A new course at the University of La Verne College of Law is teaching students the art of jury selection.

The pilot course, funded through Lewis Family Community Grants, gives law students a chance to witness jury selection in real criminal cases and then practice in mock cases.

“Jury selection is difficult because it requires lawyers to engage in several complex activities simultaneously.  In a very short period of time, lawyers must establish a relationship with prospective jurors, introduce themselves, their clients, and their clients’ case, and begin to educate prospective jurors.  Lawyers also need to learn whatever they can about each individual prospective juror in the pool,” said Professor Placido Gomez, who taught the course.

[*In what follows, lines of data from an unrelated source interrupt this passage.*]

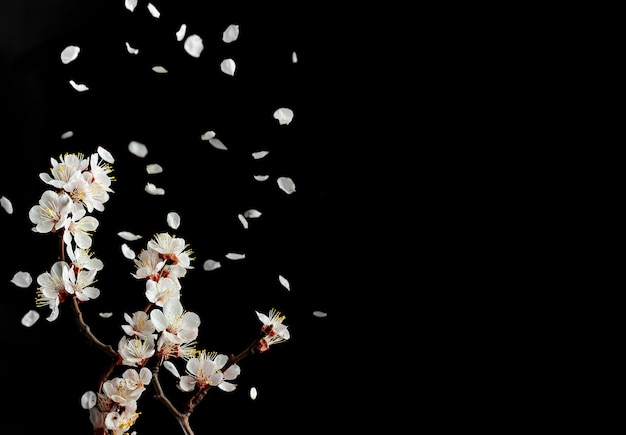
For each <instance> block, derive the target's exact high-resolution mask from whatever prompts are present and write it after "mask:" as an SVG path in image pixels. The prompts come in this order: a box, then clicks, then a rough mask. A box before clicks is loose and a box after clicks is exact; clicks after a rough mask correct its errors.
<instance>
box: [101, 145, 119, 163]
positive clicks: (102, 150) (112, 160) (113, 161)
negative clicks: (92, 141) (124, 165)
mask: <svg viewBox="0 0 626 435" xmlns="http://www.w3.org/2000/svg"><path fill="white" fill-rule="evenodd" d="M98 155H99V156H100V157H102V160H104V161H105V162H107V163H115V159H114V158H113V155H112V154H111V153H110V152H109V151H107V150H106V149H104V148H102V147H101V146H99V147H98Z"/></svg>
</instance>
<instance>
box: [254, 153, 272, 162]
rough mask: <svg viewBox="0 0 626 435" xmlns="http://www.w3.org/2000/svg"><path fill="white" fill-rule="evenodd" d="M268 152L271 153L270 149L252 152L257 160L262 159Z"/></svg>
mask: <svg viewBox="0 0 626 435" xmlns="http://www.w3.org/2000/svg"><path fill="white" fill-rule="evenodd" d="M268 154H269V151H257V152H256V153H252V157H254V159H255V160H258V159H262V158H263V157H265V156H266V155H268Z"/></svg>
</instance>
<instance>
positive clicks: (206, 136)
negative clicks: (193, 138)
mask: <svg viewBox="0 0 626 435" xmlns="http://www.w3.org/2000/svg"><path fill="white" fill-rule="evenodd" d="M214 137H215V132H214V131H213V130H209V131H206V132H204V133H203V134H202V136H200V139H202V140H210V139H213V138H214Z"/></svg>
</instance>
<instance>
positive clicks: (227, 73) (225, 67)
mask: <svg viewBox="0 0 626 435" xmlns="http://www.w3.org/2000/svg"><path fill="white" fill-rule="evenodd" d="M235 68H236V65H235V61H234V60H232V59H224V60H223V61H222V63H220V69H221V70H222V72H223V73H225V74H228V75H229V76H233V75H235Z"/></svg>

The class is one of numerous pilot programs created through a partnership between the law school and the Office of Civic and Community Engagement. The pilot courses bring the law school and the people it serves closer through innovation in the law school’s curriculum.

The law school introduced the jury selection course in the spring semester. Ten upper class students enrolled in the class, and after several weeks studying the law associated with jury selection, students focused on techniques.

Students observed attorneys David Goldstein and Jason Anderson, who presented part of a jury selection and then discussed it with the students; retired judge Martha Bellinger presided over the exercise.

“Selecting a jury is an important part of any case,” said Arya Shamuilian, a second-year student enrolled in the course.  “To be victorious in any case you must lay the proper foundation, and jury selection is the foundation for a successful case.”

“Next year, I hope to get the students downtown, sitting as second chairs helping to select juries in actual cases,” said Gomez.  “The students are ready.”

The Lewis Family Community Grants were established by the Lewis family through the Office of Civic and Community Engagement to enhance the University’s curriculum with a focus on bringing students closer to the community.

“Lawyers serve the community in many ways,” Gomez said.  “But primarily they represent people in court.  We are moving students beyond the classroom, into the courtroom.”

Additional classes in the planning stage are Immigration Consequences of Criminal Activity and Spanish for Lawyers. The project will also partner with the San Bernardino District Attorney and Public Defender Offices to develop externships and conduct a feasibility study regarding a Criminal Defense Clinic.

“We have some work to do,” said College of Law Dean Gilbert Holmes.  “But we are off to a strong start, and we appreciate the support of the Lewis family.  The Lewis family has been invaluable to the University of La Verne and the community we serve by supporting innovation and community engagement.”